Birleşik Taşımacılık Sendikası: “Mühendislik hatası var”
KESK’e bağlı Birleşik Taşımacılık Çalışanları Sendikası, kazanın sorumluluğunu aşırı yağışa yüklemenin doğru olmadığı görüşünü savunuyor.
Amerika’nın Sesi’ne değerlendirmelerde bulunan BTS İstanbul 1 No’lu Şube Başkanı Ersin Albuz, “Menfezleri ve zemini yağış rejimi dikkate alarak yapmak gerekiyor. Olağanüstü bir yağmur durumunda rayların altındaki malzeme ve platformun buna dayanıklı olması lazım. Açık ki burada bir mühendislik hatası var. Şimdi makinistler ifade çağrılarak bu kazanın sorumluluğu personel üzerine yıkmak istiyor olabilirler. Ama kim ki o hattaki ihale şartnamesini imzalamış, her kim ki standartlara uygun yapmamış kim ki o kontrolü ve denetimi yapmamış, esas sorumlular bunlar” dedi.
Taşeronlaşma ve liyakat sorunu kazaya davetiye mi çıkardı?
2017 yılının Ocak ayından bu yana kazanın meydana geldiği bölgeden sorumlu olan 1. Bölge Yol Bakım Müdürlüğü’ne mühendis kökenli bir müdür atanmış olduğunu kamuoyuna duyurduklarını TCDD’de yeniden yapılanma adı altında ‘yandaş kadro’ ataması yapılarak yolcularının güvenliğinin tehlikeye atıldığı uyarısı yaptıklarını söyleyen BRS yöneticisi Elbuz, liyakat dışı atamayı yapan TCDD Genel Müdürü’nü de kazanın sorumluları arasında işaret etti.

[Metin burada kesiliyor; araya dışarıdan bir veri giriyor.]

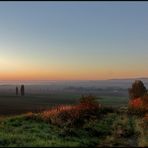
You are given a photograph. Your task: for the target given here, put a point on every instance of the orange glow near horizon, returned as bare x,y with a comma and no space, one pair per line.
67,75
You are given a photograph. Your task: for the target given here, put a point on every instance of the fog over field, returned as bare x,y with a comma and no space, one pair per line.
45,87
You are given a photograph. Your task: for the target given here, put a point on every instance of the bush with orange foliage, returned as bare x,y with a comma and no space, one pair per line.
138,106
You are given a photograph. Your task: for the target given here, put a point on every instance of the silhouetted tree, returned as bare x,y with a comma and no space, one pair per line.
16,90
22,90
138,89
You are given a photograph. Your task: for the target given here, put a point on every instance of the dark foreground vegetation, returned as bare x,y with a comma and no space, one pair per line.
86,123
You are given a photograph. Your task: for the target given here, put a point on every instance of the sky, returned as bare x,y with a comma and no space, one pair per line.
73,40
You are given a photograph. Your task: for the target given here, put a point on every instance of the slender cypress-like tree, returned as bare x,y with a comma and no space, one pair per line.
22,90
17,91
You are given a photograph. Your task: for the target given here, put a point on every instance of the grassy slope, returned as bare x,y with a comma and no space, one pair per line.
112,130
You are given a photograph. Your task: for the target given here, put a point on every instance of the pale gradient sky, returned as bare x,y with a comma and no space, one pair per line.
73,40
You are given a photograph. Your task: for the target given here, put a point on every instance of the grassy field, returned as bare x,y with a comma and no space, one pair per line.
11,104
107,126
21,131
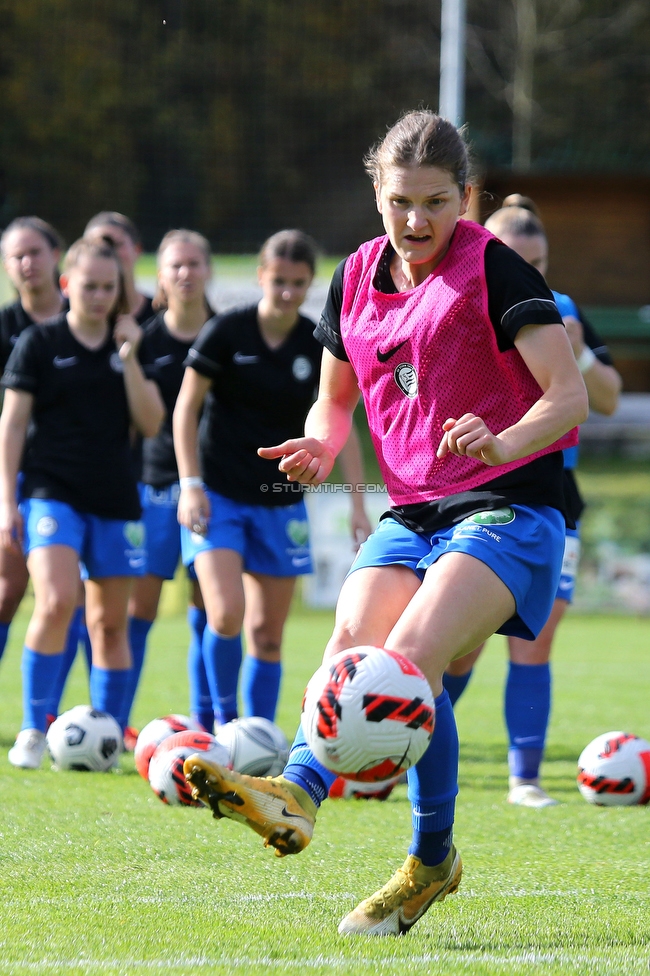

Kaza sonrası kamuoyunda TCDD’deki yol bekçisi kadrosunun kaldırılmış olmasının da kazada rol oynadığı konuşuldu. Ersin Elbuz, yalnız yol bekçisi kadrosunun kaldırılmasının değil demiryollarındaki tamir ve bakımın da özelleştirilmiş olmasının altını çiziyor:
“Eskiden demiryolu hattının tamamını yaya olarak gezen yol bekçileri vardı. Belli bir mıntıka boyunca hat boyunca yürürlerdi. Anahtarlar var. Gevşeyen vidayı sıkarlardı. Bugün hala var olan yol çavuşunun da eskiden takımı vardı. Bunlar da yolun bakımın yapıyordu. Şimdi yol çavuşunun takımı yok. Bunlar özelleştirildi. Personel sayısı azaltıldı. Bu alımlar taşeronlaştırıldı. İhale usulü verilince taşeron ne yapıyor? Ne kadar az adamla ne kadar çok para kazanırım? Nereden eksiltirim, hangi malzemeden kısarım da para kazanırım buna bakıyor.”
Bu arada Halkalı-Muratlı arasındaki hatta bakım yapılması için açılan ihalenin, 7 Haziran tarihinde onaylanmasına rağmen ödenek yetersizliği nedeniyle 20 Haziran’da iptal edildiği de ortaya çıktı.
CHP’li Tezcan: “Görünen görünmeyen tüm sorumluların ortaya çıkarılmasını bekliyoruz”
Cumhuriyet Halk Partisi kazayı siyasi tartışmayı dönüştürmeden soruşturmanın sonucunu bekleyecek.
CHP Parti Sözcüsü Bülent Tezcan, “Bu konunun ta ihale aşamasından başlamak üzere bütün teknik yönleriyle hiç kimse korunup kollanmadan incelenmesi gerekir. Takipçisi olacağımızdan kimsenin şüphesi olmasın. Teknik raporu bekleyeceğiz. Genel başkan yardımcımız Faik Öztrak başkanlığında bir heyetimiz süreci takip ediyor. Bu meselenin herhangi bir biçimde geçiştirilemeyeceğini, olayın arkasında görünenleri değil, görünmeyen bütün sorumluların da ayrıntılı olarak ortaya çıkarılmasını bekliyoruz” dedi.
Bahçeli: “Adli ve idari soruşturma acilen sonuca bağlanmalı”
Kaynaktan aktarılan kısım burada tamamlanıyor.